Sorry to hear that @macklpgr and props to your and your team for minimizing the damage.

Would it be possible if you could update this thread if ever you get a response from Bubble’s support?

Echoing Nino, sorry to hear about the situation, and hats off to you and your team because it sounds like you managed it quite well.

I do have a question, though, and I swear I am not trying to rub salt in the wound (that should go without saying because it’s not what I do out here)… I am just super curious and genuinely trying to verify something that I always believed to be true.

If you are a 7-figure ARR app (which means you have far surpassed us huddled masses out here in gen pop), shouldn’t you be on a dedicated instance for lots of reasons, including the ability to configure custom Cloudfare settings and having access to a dedicated account manager and technical success manager?

To be clear, I am not saying Bubble should have left you hanging, but my understanding has always been that for apps like yours (and kudos to you, by the way, because you must be in the top 1% of Bubble apps), being on a dedicated instance is an important piece of the puzzle when it comes to protecting your Bubble investment. I am wondering at this point if that understanding is incorrect or misguided because I offer a lot of advice out here in the forum, and I try to make sure I am always learning and taking in new information.

Anyway, please feel free to ignore this question, and if anyone thinks the question is a diversion from the original topic, flag it and I will remove it myself. That being said, it feels like a legitimate question to me, so I thought I’d ask to see if OP (or anyone else) can share their thoughts.

That’s a fair point @mikeloc, maybe we should be! At the same time though, we’re managing fairly well within the current plan, and the only real reason to upgrade it seems would be crisis technical support i.e. during the incident last week. Other than that I don’t think there are major reasons to need to upgrade.

In hindsight, may have been worth it to be on a higher tier, but hopefully can understand it would have also felt potentially ROI negative to pay a few $k a month for support just in the off chance that something like this happened. I also think ability to manage DDoS isn’t something that should require that level of spend (given that it’s essentially free in a vanilla Cloudflare setup).
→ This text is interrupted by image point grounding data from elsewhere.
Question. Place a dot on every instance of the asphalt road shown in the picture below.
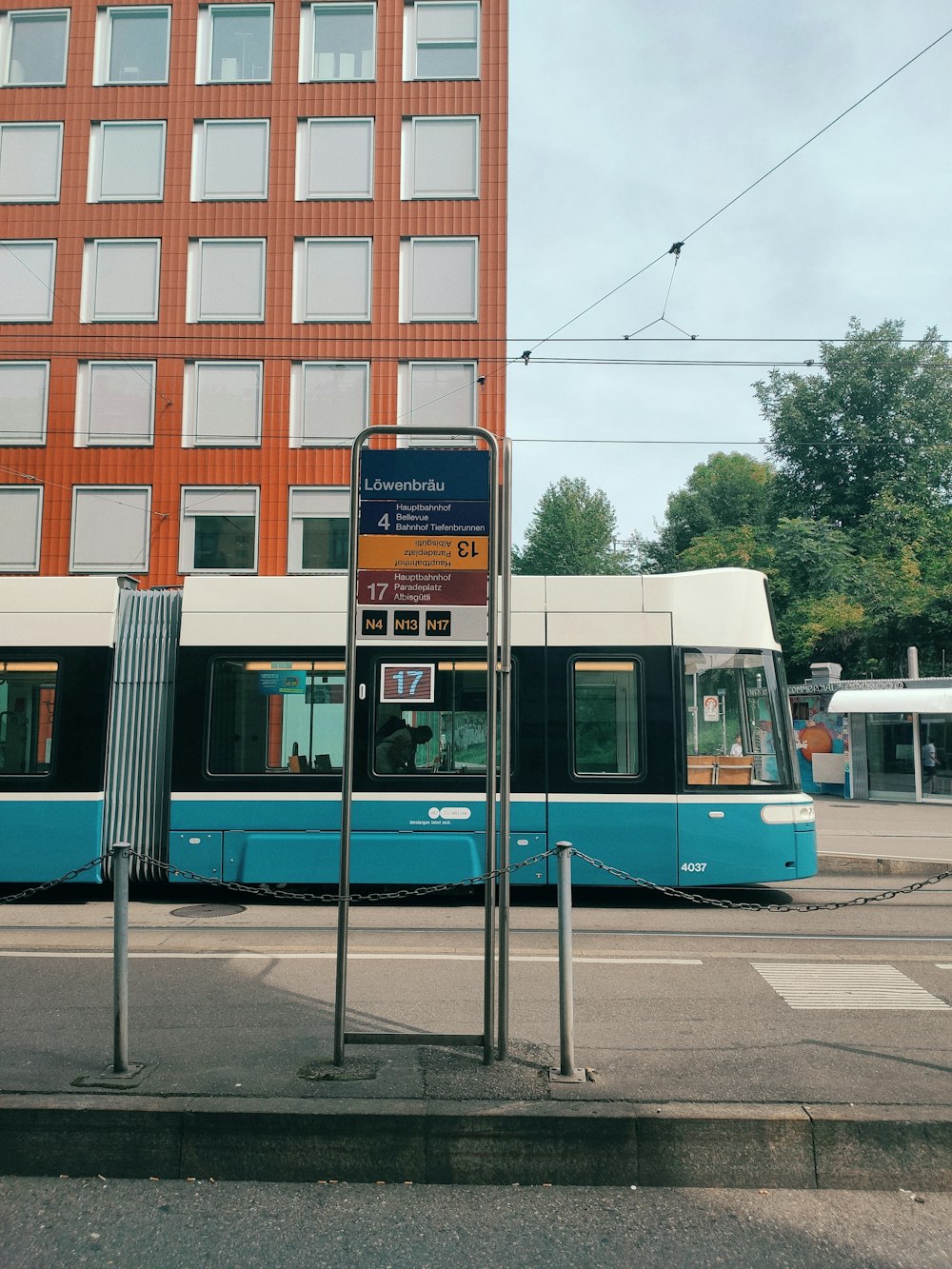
(61, 1223)
(672, 1001)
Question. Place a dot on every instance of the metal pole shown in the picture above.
(567, 1073)
(347, 774)
(506, 747)
(121, 957)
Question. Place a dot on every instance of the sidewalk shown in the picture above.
(889, 839)
(430, 1115)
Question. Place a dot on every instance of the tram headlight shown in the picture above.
(800, 812)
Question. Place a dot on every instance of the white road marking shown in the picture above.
(847, 986)
(333, 956)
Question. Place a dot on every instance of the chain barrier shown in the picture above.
(269, 891)
(710, 902)
(57, 881)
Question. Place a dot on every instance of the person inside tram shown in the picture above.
(396, 753)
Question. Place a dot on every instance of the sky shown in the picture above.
(631, 122)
@ntabs will update if I hear anything back that could be useful to users that search this in future/undergo similar issues. Currently nothing since 6pm UTC on Thursday (the day of the incident), just saying they’d passed on info. It’s now midday UTC Monday.


Interesting, thanks for the clarification.
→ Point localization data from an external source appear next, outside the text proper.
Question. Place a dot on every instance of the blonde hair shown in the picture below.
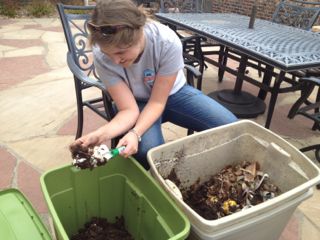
(117, 13)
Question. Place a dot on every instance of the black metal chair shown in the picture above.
(308, 108)
(74, 20)
(195, 47)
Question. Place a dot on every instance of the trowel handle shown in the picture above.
(117, 151)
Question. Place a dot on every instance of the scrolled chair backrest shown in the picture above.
(74, 21)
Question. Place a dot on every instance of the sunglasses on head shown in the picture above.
(107, 29)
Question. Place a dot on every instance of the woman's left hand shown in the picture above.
(130, 141)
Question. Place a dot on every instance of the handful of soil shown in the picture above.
(232, 189)
(92, 157)
(101, 229)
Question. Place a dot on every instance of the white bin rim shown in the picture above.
(247, 126)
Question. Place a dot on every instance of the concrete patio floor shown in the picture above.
(38, 116)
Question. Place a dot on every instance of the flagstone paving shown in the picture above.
(38, 116)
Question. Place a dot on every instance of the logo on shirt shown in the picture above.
(149, 77)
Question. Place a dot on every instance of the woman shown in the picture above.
(140, 62)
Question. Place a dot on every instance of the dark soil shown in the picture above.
(101, 229)
(231, 190)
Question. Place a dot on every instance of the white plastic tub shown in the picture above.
(201, 155)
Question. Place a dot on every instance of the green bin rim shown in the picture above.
(59, 225)
(29, 212)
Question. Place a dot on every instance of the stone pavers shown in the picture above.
(38, 115)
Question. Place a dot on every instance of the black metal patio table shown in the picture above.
(278, 46)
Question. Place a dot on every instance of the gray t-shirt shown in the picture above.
(162, 56)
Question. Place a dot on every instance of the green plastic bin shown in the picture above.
(18, 219)
(119, 188)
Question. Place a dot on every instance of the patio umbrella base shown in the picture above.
(243, 105)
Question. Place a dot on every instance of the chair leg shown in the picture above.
(80, 122)
(307, 89)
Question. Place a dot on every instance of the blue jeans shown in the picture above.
(188, 108)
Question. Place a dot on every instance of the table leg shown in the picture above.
(267, 77)
(242, 104)
(274, 96)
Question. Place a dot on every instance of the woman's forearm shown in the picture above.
(121, 123)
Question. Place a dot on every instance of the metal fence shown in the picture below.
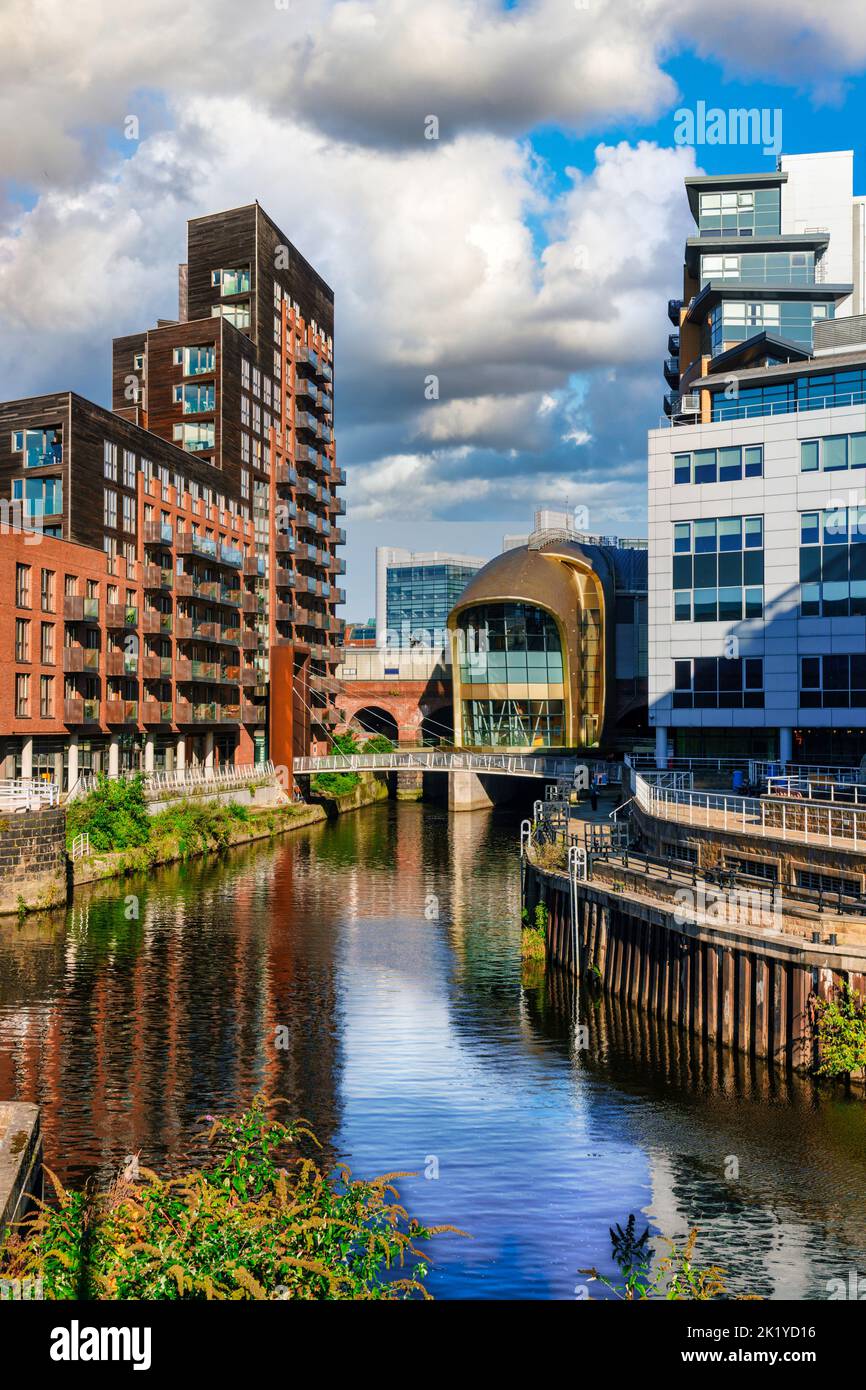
(27, 794)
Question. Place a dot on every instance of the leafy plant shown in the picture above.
(114, 815)
(676, 1276)
(840, 1023)
(262, 1222)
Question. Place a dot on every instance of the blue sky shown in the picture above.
(524, 259)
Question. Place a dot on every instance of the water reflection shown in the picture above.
(385, 948)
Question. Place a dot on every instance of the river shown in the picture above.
(370, 972)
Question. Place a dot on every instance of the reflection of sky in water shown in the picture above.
(412, 1039)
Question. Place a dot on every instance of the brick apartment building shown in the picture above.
(167, 567)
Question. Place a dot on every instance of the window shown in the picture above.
(195, 437)
(22, 695)
(47, 591)
(22, 585)
(231, 281)
(22, 638)
(41, 496)
(836, 681)
(195, 399)
(237, 314)
(727, 464)
(833, 562)
(719, 683)
(41, 448)
(717, 569)
(833, 453)
(46, 697)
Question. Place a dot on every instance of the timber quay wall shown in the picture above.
(744, 988)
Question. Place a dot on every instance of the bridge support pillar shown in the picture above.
(466, 791)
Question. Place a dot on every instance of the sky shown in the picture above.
(492, 189)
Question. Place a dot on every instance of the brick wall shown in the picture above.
(34, 859)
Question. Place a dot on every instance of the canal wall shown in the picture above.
(34, 859)
(745, 988)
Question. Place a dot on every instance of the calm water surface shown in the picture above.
(388, 948)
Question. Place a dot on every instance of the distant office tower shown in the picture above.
(414, 592)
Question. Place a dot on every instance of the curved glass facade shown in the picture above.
(510, 669)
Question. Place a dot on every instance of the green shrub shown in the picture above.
(841, 1033)
(260, 1222)
(114, 815)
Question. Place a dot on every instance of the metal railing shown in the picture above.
(434, 761)
(770, 818)
(28, 794)
(188, 779)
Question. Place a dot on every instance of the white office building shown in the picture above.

My wild guess is that since loading the static part of the page is handled by cloudflare, Bubble’s servers aren’t hit for a worfkflow or to send data, and therefore there’s no workload unit charge for the page load.

Saw your later posts - yes, troubling.

Hey @ed727, that’s correct, in an instance where either Cloudflare has detected/is mitigating the DDoS, or where you’ve used Cloudflare to redirect traffic away.
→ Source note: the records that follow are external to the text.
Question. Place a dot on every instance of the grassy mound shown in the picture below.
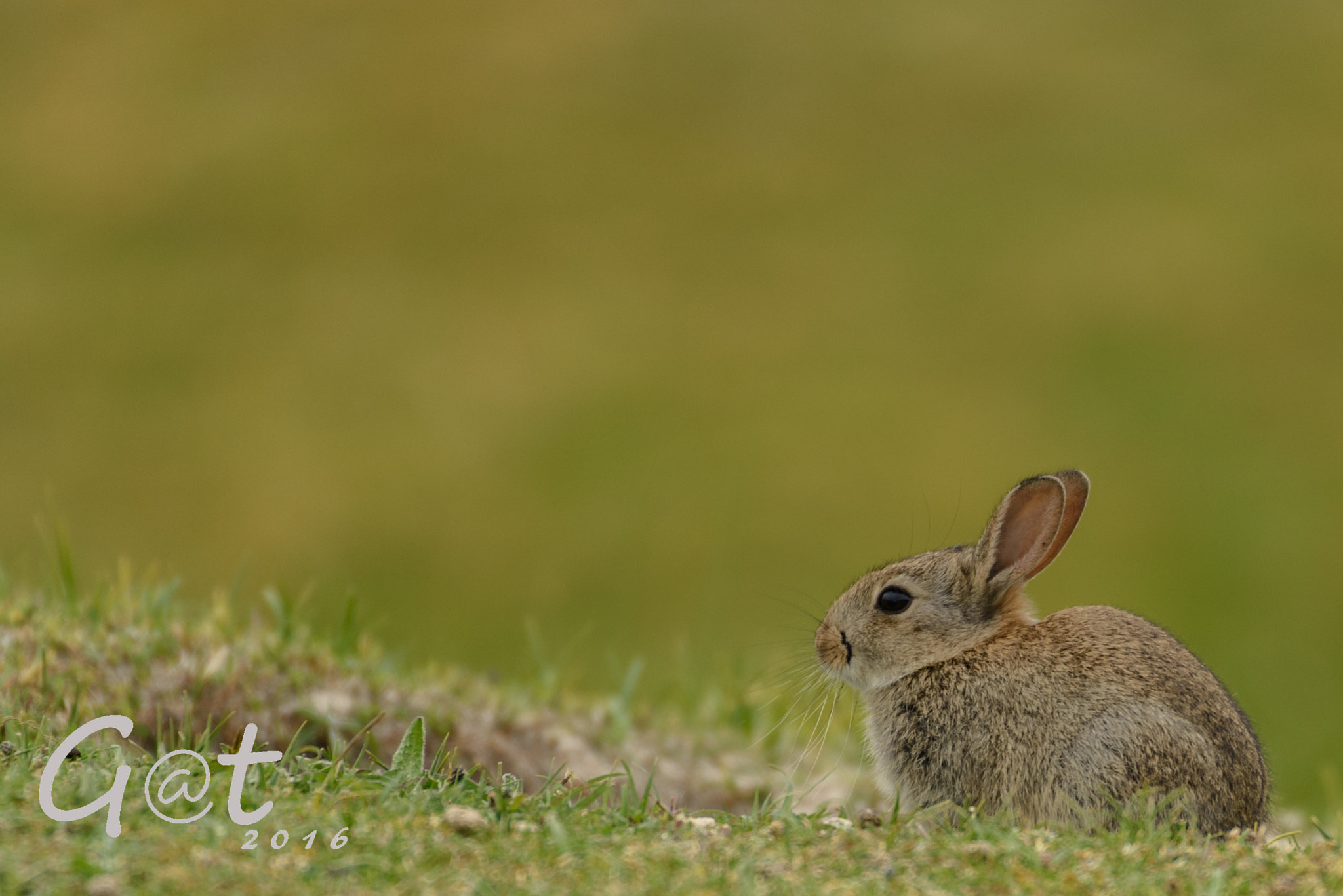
(471, 798)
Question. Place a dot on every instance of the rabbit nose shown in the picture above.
(833, 646)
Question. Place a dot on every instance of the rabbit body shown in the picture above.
(971, 700)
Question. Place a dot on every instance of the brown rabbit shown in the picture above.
(971, 700)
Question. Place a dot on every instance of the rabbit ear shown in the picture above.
(1076, 488)
(1020, 537)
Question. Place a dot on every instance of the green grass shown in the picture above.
(401, 809)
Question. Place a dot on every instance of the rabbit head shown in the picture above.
(936, 605)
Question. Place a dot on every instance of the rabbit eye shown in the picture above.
(893, 601)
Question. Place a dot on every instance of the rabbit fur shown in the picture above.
(971, 700)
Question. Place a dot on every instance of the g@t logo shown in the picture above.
(241, 761)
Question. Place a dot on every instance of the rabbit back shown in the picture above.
(1057, 718)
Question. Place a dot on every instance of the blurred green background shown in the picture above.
(665, 317)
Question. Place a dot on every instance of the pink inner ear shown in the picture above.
(1029, 527)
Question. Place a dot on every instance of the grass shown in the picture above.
(425, 819)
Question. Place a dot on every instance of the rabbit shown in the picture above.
(971, 700)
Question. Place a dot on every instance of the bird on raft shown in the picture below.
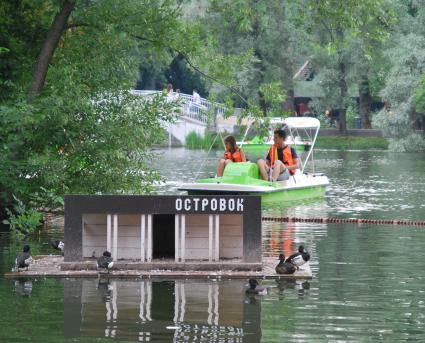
(255, 288)
(105, 261)
(285, 267)
(58, 245)
(24, 259)
(299, 258)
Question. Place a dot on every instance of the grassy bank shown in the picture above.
(351, 143)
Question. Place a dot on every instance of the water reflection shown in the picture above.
(171, 311)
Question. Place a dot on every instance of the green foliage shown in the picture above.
(47, 200)
(195, 141)
(403, 93)
(22, 220)
(85, 133)
(419, 96)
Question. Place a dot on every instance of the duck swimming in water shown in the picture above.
(285, 267)
(58, 245)
(255, 288)
(299, 258)
(105, 261)
(24, 259)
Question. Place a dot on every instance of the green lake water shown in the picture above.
(368, 281)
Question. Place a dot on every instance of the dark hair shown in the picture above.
(231, 140)
(281, 133)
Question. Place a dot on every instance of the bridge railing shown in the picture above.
(196, 110)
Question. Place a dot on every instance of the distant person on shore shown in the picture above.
(177, 94)
(232, 154)
(282, 161)
(196, 97)
(170, 92)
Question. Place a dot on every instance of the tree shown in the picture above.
(85, 132)
(341, 21)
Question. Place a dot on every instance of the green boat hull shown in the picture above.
(278, 196)
(246, 175)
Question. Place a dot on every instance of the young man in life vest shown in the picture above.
(232, 154)
(282, 158)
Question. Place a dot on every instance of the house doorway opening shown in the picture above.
(163, 236)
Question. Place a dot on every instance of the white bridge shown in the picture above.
(195, 116)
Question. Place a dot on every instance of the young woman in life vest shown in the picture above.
(232, 154)
(282, 159)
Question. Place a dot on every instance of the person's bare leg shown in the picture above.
(226, 163)
(279, 167)
(220, 167)
(263, 167)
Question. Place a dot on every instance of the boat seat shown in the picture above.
(241, 169)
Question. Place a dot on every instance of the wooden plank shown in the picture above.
(93, 218)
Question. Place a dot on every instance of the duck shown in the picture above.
(299, 258)
(24, 259)
(58, 245)
(285, 267)
(105, 261)
(255, 288)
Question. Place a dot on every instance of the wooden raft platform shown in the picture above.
(54, 266)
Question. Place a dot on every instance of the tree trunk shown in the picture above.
(49, 46)
(343, 94)
(365, 101)
(288, 105)
(283, 60)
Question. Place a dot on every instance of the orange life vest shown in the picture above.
(235, 157)
(288, 160)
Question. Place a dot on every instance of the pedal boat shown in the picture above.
(244, 178)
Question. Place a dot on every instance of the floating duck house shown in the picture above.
(209, 230)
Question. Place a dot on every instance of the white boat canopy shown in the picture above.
(302, 122)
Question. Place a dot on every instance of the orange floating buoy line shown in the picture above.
(345, 221)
The orange-to-orange problem though basically means that you can’t do the above with Bubble, as Bubble prevents you from using your own Cloudflare and theirs isn’t set up to deal with DDoS.

So basically we were getting tens of millions of requests an hour to our Bubble app (although Bubble would only register half a million of these as pageviews in the logs screen). These are definitely pageviews (they’re not being handled or blocked by Cloudflare) they just weren’t incurring WU as far as I can see.

This topic was automatically closed after 70 days. New replies are no longer allowed.